What many would like to know – and surely have a right to know – is what weighting Magistrate Yuen, and presumably the rest of our judiciary, give mitigating factors of this sort.
Bokhary’s total sentence amounts to an HK$8,000 fine and 12 months’ probation and suspension of driving licence. What would this have been if she did not come from a ‘good background’ (let’s say: lives in public housing, never knew her father, mother was a hooker). Would that have converted six months of the probation to time in prison? Eight months? What if her family were not ‘well-off’ (let’s say: parents on welfare, siblings unemployed, debt-collectors knocking on the door at odd times)? Would that have added another HK$8,000 to the fine? Another HK$16,000? Conversely, if they were twice as wealthy, would the fine have been HK$6,000, HK$4000, or what?
Without her ‘outstanding academic achievement’ (let’s say she dropped out of high school), would she have had her licence suspended for two years, or three?
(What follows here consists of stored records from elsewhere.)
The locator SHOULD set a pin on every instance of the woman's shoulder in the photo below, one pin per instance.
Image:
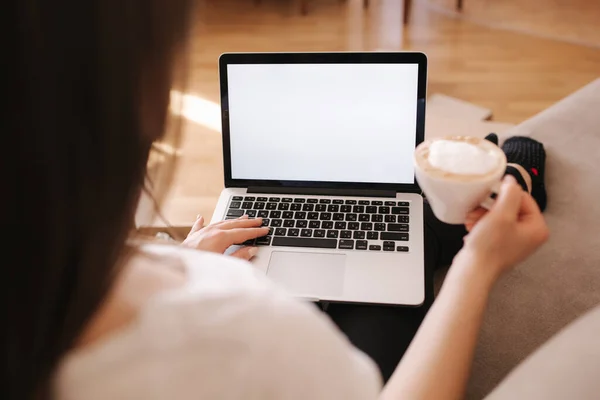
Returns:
(227, 324)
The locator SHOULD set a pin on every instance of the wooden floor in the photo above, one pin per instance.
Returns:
(513, 74)
(569, 20)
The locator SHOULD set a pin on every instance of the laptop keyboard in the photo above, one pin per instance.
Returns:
(370, 225)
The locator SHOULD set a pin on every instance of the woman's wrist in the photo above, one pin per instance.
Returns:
(470, 268)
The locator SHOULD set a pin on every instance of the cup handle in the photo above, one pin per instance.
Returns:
(488, 203)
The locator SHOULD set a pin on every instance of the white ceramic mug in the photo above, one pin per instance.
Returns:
(452, 199)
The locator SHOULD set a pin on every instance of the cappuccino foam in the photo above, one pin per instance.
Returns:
(461, 158)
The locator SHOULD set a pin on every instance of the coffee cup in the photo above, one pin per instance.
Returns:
(458, 174)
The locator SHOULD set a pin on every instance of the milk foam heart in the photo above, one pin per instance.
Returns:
(459, 157)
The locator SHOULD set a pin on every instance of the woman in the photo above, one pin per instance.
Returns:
(92, 315)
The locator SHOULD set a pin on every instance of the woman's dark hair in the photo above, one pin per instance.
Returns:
(86, 94)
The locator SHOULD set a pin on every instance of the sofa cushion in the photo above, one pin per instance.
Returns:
(562, 280)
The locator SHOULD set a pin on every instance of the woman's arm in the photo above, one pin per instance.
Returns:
(438, 361)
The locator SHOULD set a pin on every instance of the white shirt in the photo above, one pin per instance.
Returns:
(227, 334)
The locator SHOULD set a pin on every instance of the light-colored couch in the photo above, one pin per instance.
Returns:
(562, 281)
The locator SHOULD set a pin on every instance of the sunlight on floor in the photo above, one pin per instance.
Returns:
(196, 109)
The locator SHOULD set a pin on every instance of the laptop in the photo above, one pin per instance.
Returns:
(320, 145)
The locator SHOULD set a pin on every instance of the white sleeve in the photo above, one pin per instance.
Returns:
(304, 356)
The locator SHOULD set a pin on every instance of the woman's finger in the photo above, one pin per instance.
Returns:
(240, 235)
(199, 224)
(241, 223)
(476, 215)
(509, 198)
(245, 253)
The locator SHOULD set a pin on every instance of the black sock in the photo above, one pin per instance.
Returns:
(529, 154)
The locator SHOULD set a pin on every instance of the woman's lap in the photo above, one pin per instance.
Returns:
(384, 332)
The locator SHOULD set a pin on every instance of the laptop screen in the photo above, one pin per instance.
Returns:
(323, 122)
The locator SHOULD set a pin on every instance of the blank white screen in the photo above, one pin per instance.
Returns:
(323, 122)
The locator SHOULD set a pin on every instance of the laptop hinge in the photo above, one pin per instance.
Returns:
(323, 191)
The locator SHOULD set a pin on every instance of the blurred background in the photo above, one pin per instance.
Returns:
(492, 63)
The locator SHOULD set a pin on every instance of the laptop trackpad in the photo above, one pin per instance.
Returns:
(314, 274)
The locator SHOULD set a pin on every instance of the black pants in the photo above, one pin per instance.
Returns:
(384, 332)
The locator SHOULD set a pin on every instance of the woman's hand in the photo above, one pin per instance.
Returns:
(511, 231)
(218, 237)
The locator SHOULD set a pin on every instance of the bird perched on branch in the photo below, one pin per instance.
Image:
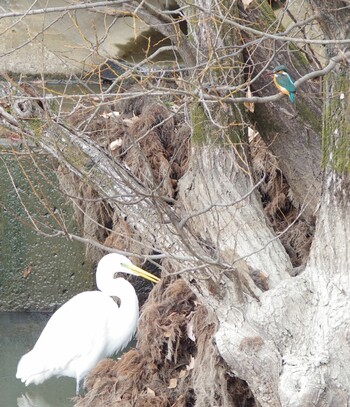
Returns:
(87, 328)
(283, 81)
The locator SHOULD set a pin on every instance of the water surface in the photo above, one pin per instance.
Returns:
(18, 334)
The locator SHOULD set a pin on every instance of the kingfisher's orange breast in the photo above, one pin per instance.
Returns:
(279, 87)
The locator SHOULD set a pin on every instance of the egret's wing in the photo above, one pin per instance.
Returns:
(76, 330)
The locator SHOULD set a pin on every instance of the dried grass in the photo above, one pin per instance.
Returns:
(278, 204)
(175, 362)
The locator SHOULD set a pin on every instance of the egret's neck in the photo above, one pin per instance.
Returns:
(122, 289)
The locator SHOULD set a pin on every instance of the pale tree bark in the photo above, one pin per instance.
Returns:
(287, 337)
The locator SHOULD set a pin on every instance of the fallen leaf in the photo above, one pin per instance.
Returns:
(115, 144)
(246, 3)
(190, 332)
(190, 366)
(150, 392)
(172, 383)
(249, 105)
(183, 373)
(26, 271)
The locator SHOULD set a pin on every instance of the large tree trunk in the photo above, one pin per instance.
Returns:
(285, 336)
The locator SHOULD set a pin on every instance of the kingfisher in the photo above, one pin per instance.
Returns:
(283, 81)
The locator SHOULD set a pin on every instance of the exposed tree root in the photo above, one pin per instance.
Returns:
(278, 203)
(174, 364)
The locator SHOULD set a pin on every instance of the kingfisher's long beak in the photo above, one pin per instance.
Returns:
(142, 273)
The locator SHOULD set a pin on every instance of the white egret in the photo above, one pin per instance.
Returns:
(87, 328)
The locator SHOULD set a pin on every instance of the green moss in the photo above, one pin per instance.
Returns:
(299, 57)
(200, 124)
(269, 15)
(336, 124)
(308, 115)
(36, 127)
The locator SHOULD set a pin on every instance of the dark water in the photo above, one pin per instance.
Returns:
(18, 334)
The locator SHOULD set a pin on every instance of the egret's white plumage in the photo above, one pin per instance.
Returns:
(87, 328)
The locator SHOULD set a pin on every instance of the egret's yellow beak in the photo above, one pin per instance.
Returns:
(142, 273)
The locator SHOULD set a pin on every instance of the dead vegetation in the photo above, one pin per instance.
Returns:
(175, 363)
(279, 206)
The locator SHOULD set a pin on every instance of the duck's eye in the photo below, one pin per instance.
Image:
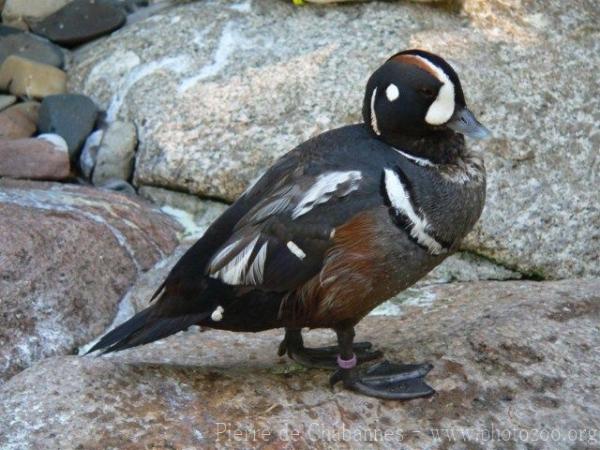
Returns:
(427, 92)
(392, 92)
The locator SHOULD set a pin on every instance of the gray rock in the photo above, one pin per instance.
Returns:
(80, 21)
(31, 47)
(89, 153)
(72, 116)
(116, 153)
(44, 158)
(6, 101)
(7, 31)
(118, 186)
(68, 255)
(16, 10)
(514, 357)
(194, 214)
(251, 83)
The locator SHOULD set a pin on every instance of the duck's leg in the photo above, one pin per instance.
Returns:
(383, 380)
(323, 357)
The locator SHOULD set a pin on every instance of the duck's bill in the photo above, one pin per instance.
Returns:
(463, 121)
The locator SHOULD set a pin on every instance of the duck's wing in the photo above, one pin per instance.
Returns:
(273, 239)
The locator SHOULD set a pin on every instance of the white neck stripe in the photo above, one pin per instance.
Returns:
(373, 115)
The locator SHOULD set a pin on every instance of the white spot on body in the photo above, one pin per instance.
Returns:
(392, 92)
(325, 187)
(373, 115)
(442, 108)
(400, 200)
(217, 314)
(297, 251)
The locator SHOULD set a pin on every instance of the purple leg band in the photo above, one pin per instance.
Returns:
(347, 363)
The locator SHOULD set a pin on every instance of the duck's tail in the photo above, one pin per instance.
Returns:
(163, 318)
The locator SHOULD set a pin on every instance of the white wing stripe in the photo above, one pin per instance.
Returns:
(233, 272)
(296, 251)
(400, 200)
(324, 188)
(256, 272)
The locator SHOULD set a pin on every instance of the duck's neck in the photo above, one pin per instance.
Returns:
(443, 147)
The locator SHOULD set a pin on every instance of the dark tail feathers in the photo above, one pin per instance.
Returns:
(145, 327)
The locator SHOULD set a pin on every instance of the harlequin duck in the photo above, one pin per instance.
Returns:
(335, 227)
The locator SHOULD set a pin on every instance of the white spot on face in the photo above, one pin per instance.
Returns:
(373, 115)
(326, 186)
(392, 92)
(217, 314)
(401, 202)
(297, 251)
(442, 108)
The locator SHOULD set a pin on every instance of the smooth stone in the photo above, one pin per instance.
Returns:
(18, 24)
(19, 121)
(43, 158)
(79, 22)
(116, 153)
(118, 186)
(215, 107)
(15, 10)
(6, 101)
(70, 115)
(7, 31)
(128, 6)
(23, 77)
(31, 47)
(69, 254)
(507, 356)
(89, 153)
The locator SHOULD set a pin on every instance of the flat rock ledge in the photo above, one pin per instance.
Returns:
(516, 366)
(68, 254)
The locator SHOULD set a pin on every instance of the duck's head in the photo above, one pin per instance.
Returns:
(417, 94)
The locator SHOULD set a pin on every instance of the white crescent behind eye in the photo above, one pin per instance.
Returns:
(442, 108)
(392, 92)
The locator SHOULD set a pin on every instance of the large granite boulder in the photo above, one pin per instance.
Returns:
(68, 255)
(228, 88)
(516, 366)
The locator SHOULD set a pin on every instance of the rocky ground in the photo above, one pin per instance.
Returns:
(126, 126)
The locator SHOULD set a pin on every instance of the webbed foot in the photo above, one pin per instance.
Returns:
(386, 380)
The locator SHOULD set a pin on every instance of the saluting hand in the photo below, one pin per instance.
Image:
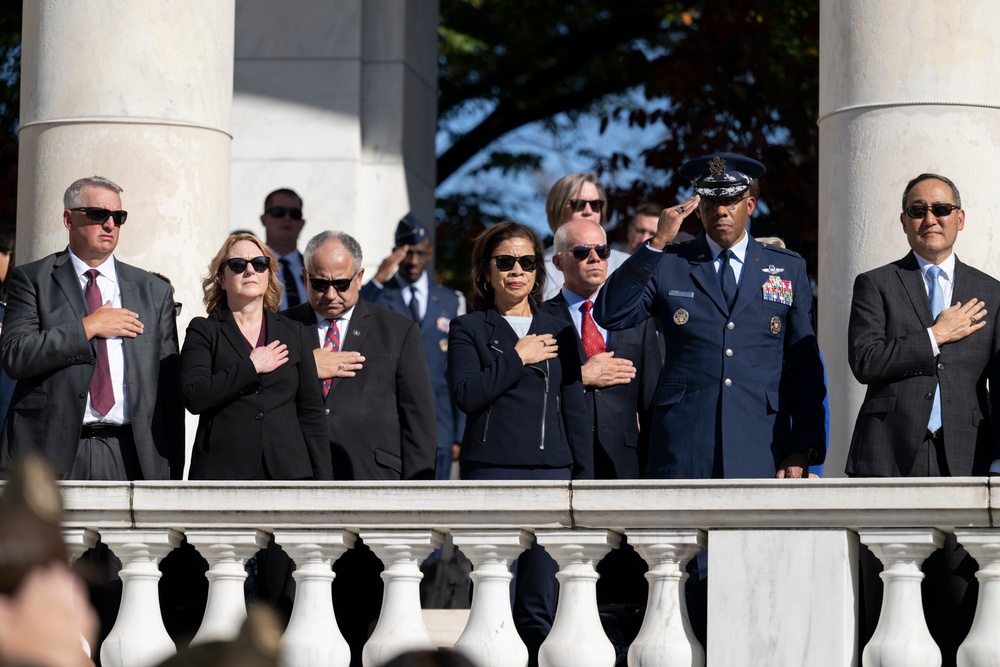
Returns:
(108, 322)
(536, 347)
(266, 359)
(958, 321)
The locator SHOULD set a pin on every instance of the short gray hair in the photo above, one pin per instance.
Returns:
(353, 247)
(71, 199)
(560, 244)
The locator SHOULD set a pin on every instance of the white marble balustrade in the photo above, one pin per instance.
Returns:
(782, 556)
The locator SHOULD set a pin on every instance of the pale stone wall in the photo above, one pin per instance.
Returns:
(906, 87)
(336, 99)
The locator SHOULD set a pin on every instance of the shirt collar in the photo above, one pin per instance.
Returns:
(947, 266)
(739, 250)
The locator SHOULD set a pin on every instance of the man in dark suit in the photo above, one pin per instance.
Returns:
(411, 293)
(619, 376)
(923, 341)
(79, 323)
(283, 222)
(734, 314)
(378, 402)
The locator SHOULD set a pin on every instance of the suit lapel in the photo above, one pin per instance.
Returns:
(704, 275)
(913, 284)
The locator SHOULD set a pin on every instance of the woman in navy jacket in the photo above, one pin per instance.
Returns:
(250, 375)
(515, 371)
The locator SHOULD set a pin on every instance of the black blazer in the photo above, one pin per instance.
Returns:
(517, 415)
(620, 415)
(890, 351)
(248, 418)
(381, 421)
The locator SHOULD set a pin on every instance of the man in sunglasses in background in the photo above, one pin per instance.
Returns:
(92, 343)
(283, 222)
(404, 285)
(924, 336)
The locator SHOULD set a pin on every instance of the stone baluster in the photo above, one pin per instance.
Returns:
(577, 638)
(226, 552)
(981, 648)
(400, 625)
(489, 638)
(139, 638)
(313, 638)
(901, 638)
(665, 637)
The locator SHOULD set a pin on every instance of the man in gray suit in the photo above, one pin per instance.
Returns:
(924, 336)
(92, 344)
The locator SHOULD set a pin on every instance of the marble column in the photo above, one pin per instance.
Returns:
(666, 637)
(139, 638)
(400, 624)
(227, 552)
(489, 638)
(141, 93)
(313, 638)
(906, 87)
(981, 648)
(901, 638)
(577, 638)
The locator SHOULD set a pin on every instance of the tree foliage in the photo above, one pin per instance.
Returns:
(736, 76)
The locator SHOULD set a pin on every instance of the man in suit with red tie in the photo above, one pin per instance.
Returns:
(924, 337)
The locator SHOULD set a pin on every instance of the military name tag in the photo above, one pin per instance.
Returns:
(778, 290)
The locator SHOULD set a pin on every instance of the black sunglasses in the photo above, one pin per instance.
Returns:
(282, 211)
(917, 212)
(341, 284)
(579, 204)
(239, 265)
(506, 262)
(98, 214)
(582, 252)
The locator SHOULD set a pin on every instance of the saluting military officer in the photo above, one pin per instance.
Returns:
(741, 391)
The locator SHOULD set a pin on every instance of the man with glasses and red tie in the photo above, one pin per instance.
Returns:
(92, 343)
(741, 391)
(924, 338)
(283, 222)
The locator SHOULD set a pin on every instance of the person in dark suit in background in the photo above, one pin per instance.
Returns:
(622, 367)
(734, 315)
(379, 405)
(515, 371)
(283, 222)
(924, 337)
(249, 373)
(403, 285)
(78, 323)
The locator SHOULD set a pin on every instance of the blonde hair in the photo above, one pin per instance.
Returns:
(215, 296)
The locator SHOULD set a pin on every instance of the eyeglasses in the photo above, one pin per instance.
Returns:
(729, 202)
(341, 284)
(579, 204)
(582, 252)
(282, 211)
(98, 214)
(918, 211)
(239, 265)
(506, 262)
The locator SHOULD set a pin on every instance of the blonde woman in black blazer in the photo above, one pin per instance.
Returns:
(250, 374)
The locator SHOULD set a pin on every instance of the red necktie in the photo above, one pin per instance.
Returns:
(332, 338)
(593, 341)
(102, 394)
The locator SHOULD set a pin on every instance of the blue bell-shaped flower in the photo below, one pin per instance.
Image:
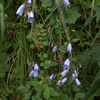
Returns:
(31, 74)
(66, 2)
(77, 82)
(20, 10)
(66, 63)
(51, 77)
(73, 76)
(69, 47)
(36, 67)
(54, 48)
(35, 74)
(64, 80)
(63, 73)
(58, 83)
(29, 2)
(31, 17)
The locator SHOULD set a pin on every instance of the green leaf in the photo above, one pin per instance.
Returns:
(72, 16)
(46, 93)
(54, 93)
(52, 64)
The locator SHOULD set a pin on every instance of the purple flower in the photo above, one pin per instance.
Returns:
(54, 48)
(58, 83)
(35, 74)
(58, 7)
(64, 80)
(31, 74)
(20, 10)
(63, 73)
(66, 63)
(76, 74)
(29, 2)
(69, 47)
(51, 77)
(77, 82)
(36, 67)
(66, 2)
(31, 17)
(73, 76)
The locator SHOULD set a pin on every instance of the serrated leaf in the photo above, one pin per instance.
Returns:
(54, 93)
(46, 93)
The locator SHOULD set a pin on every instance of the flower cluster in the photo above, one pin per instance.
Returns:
(66, 66)
(21, 10)
(66, 3)
(35, 72)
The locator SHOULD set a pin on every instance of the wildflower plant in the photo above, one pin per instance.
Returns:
(42, 78)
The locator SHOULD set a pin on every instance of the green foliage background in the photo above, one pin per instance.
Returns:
(23, 43)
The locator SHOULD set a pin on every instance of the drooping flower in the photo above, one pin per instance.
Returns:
(76, 73)
(51, 77)
(58, 83)
(77, 82)
(58, 7)
(31, 74)
(66, 63)
(73, 76)
(35, 74)
(69, 47)
(29, 2)
(64, 80)
(54, 48)
(36, 67)
(66, 2)
(20, 10)
(63, 73)
(31, 17)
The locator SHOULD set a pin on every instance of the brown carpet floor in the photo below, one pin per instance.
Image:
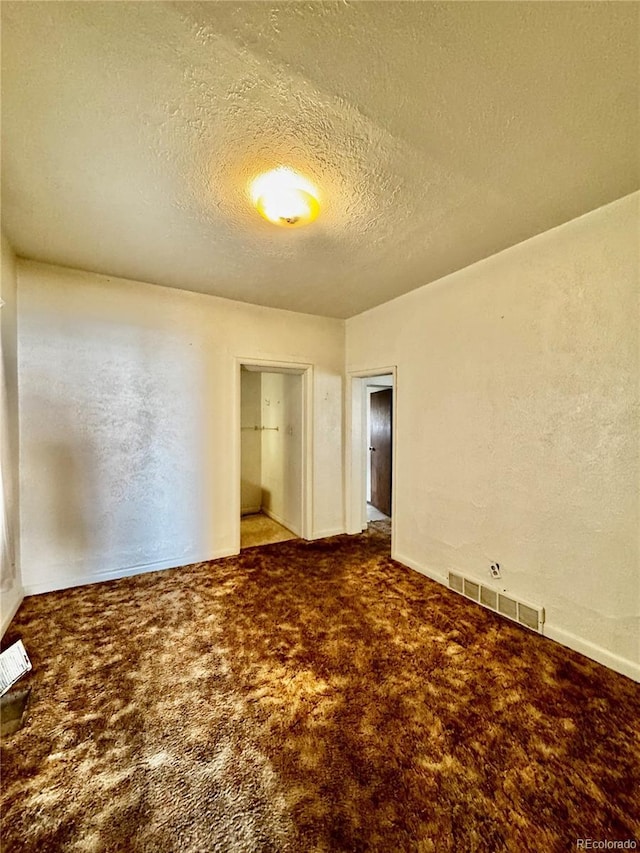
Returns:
(309, 696)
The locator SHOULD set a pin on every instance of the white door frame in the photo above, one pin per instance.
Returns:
(306, 371)
(356, 444)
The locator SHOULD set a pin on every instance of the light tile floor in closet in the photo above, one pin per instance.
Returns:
(259, 529)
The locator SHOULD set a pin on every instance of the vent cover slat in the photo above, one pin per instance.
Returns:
(525, 614)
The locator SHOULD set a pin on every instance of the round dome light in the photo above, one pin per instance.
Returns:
(285, 198)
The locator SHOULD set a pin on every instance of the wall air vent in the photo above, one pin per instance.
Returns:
(524, 614)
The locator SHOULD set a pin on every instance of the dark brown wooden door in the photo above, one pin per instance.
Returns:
(380, 455)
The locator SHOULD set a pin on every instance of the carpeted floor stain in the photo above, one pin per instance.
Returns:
(309, 696)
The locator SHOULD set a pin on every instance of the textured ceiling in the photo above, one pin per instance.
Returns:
(439, 134)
What if her degree was neither first-class nor in business administration. Would she have been sentenced to, say, 100 hours community service if it was a second-class BSc in chemistry? What increase or decrease in sentencing does a third-class degree in sociology merit?
Then there is that ‘most important’ extenuating circumstance: Bokhary has caring and concerned parents. What would the sentence have been if her father drank his wages away and the mother gambled everything else and never put any food on the table? Would that have resulted in an instant two years in the slammer for the errant daughter, no questions asked? What if one parent were negligent but the other struggled against the odds to see the kids were decently dressed and fed? Would that mean a year in prison plus a year on probation? If her mother had stubbed cigarettes out on her body when she was a baby and her father had thrown her out of the window and regretted the fact that she lived, albeit crippled, after bouncing off a tarpaulin, would she have been sent down for 10 years and given a HK$500,000 fine and a lifetime driving ban? We should be told. All we know, judging from the fact that Magistrate Yuen made no mention of it, is that having an uncle who sits on our top court doesn’t come into it.
The man to call, it seems, is one Christopher Morley of Haldanes Solicitors (consistently voted Criminal Law Firm of the Year, and I think we can see why). Hailing from quality gentry and nice, comfortably off folks, and blessed with at least halfway decent schooling, I have made a note of his number and will carry it at all times.